Akbar Tolak Ide Potong Generasi

pratama_adi2001

New member
JAKARTA - Gagasan mantan Ketua MPR Amien Rais meremajakan elite pemegang kepemimpinan nasional pada Pilpres 2009 ditentang mantan Ketua DPR Akbar Tandjung. Dalam pidatonya di sekretariat PP Muhammadiyah beberapa waktu lalu, Amien mengusulkan supaya tokoh tua yang mulai menapak 60 tahun seperti dirinya, Abdurahman Wahid alias Gus Dur, Megawati Soekarnoputri, Susilo Bambang Yudhoyono, hingga Jusuf Kalla tidak lagi maju dalam pertarungan politik memperebutkan posisi RI 1 periode 2009-2014.

Akbar menyatakan tidak sependapat dengan pandangan tersebut. Menurut mantan ketua umum DPP Partai Golkar itu, kepemimpinan bangsa tidak seharusnya dibagi-bagi berdasarkan batasan umur. Sebab, kepemimpinan nasional itu merupakan panggilan jiwa yang hadir dari hasil kontemplasi personal. "Kalau orang sudah merasa terpanggil untuk mendarmabaktikan diri pada bangsanya, mengapa harus dibatasi," kata mantan ketua umum DPP Partai Golkar itu kemarin.

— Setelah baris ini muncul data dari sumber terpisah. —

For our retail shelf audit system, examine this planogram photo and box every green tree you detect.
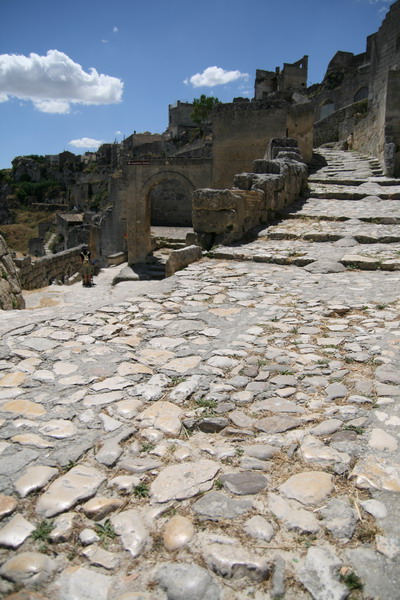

"Presiden Amerika Serikat saja ada yang berumur 70 tahun," imbuhnya. Lagi pula, lanjut Akbar, rakyat memiliki hak menentukan figur yang pantas memegang kepemimpinan nasional. "Bangsa yang majemuk seperti ini membutuhkan kepemimpinan yang kuat, berwibawa, dan memiliki pengalaman matang. Itu tidak lepas dari faktor usia, disertai pengalaman masa lalu yang panjang," katanya.

Jadi, lanjut politikus berusia 62 tahun itu, tidak tepat kalau ruang kepemimpinan dibagi berdasarkan usia sehingga menafikan generasi senior yang sudah matang dari segi pengalaman kerja. "Kalaupun ada tokoh muda yang muncul, dia tetap harus diberi kesempatan. Itulah logika demokrasi," kata mantan ketua umum PB HMI periode 1972-1974 itu.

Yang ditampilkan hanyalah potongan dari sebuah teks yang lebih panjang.